The remainder of the house
Close off doors to rooms where you don't want visitors to go. Decorate the doors to look like coffins, or hang ghoulish effects over them. You can also block them off using black plastic or shower curtains. Most visitors won't even know that the doors are there. Doors to off-limit rooks are also great places to station your human ghoul helpers who will be jumping out and scaring the dickens out of your guests. Just make sure that they know to never actually touch anyone. That can open you up to a lot of legal problems and it might get them into a fist-fight with a visitor with no sense of humor.

Create you inside effects by using dark and colored lighting in each room. Black light sensitive decorations work great inside but only if you have black light bulbs installed!

Sprinkle gruesome props throughout your rooms. You can make great bloody hands by filling surgical gloves up with sand, tying the open end off with a rubber band, and then some “blood” effects with red paint Dry ice creates great fog effects but it will burn the skin if touched so don't leave it where guests can get at it.

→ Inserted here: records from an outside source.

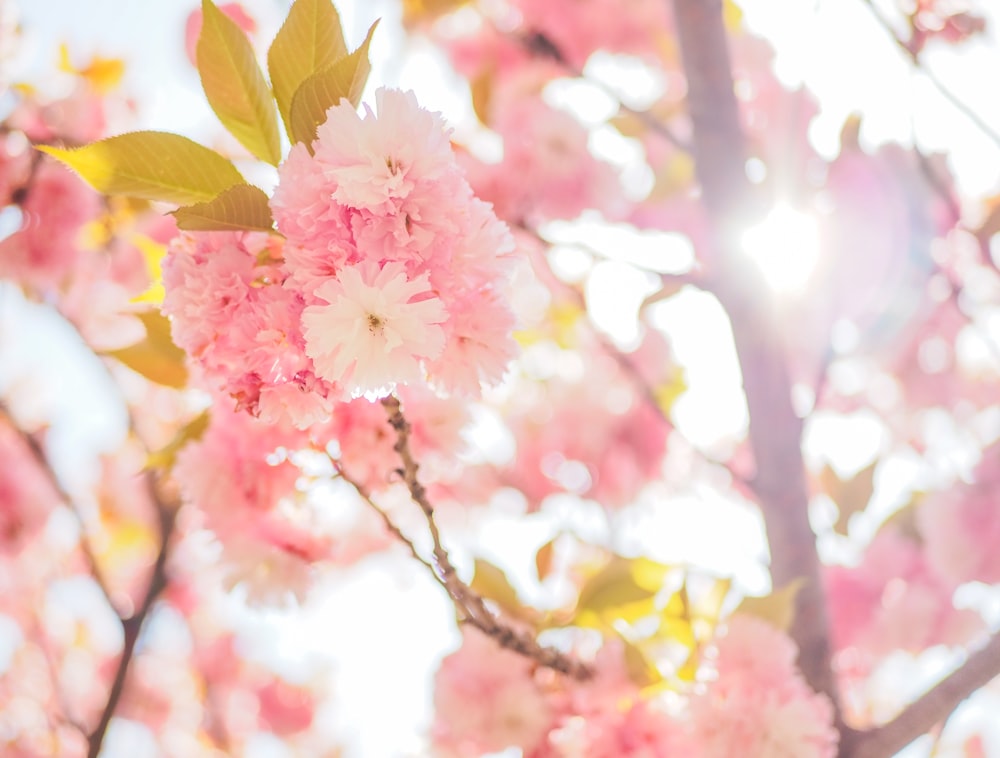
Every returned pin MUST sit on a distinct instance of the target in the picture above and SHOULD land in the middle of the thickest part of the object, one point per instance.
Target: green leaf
(241, 207)
(344, 78)
(851, 495)
(150, 165)
(192, 431)
(235, 85)
(156, 357)
(310, 40)
(778, 608)
(624, 588)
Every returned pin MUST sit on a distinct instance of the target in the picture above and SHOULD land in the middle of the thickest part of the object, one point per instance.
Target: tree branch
(931, 708)
(132, 626)
(914, 57)
(775, 431)
(470, 604)
(387, 521)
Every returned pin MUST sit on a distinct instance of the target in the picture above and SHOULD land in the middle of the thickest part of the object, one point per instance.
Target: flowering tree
(392, 342)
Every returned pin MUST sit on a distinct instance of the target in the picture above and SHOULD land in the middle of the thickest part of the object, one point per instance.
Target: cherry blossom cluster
(390, 272)
(756, 703)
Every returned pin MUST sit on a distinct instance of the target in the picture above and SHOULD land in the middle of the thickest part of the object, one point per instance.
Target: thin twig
(625, 362)
(914, 57)
(470, 604)
(543, 47)
(775, 431)
(45, 466)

Hang creepy things from the ceilings. Wet (not dripping wet) yarn feels really creepy when it brushes across someone’s face as they are entering a dark room. Spirtz it throughout the night to keep it wet. Remember that most fishing line will react to black lights so use black thread instead.

Walk through each room as if you were a visitor. Fill in empty areas with appropriate props. Re-walk the house several times until you are 100% happy. Remember that you have a lot of flammable things in your haunted house. Candles, smoking and lighted flames of any type are off limits! Keep several a fire extinguishers handy and spread them around the house. Make sure that your helpers know how to use them. Also make sure that each helper has a flashlight and knows where the room’s light switches are in case anyone gets hurt or a young child becomes too frightened to continue the tour.

That’s it. You're on your way to having the dream haunted house that you've always wanted. Better get busy. It will be Halloween before you know it.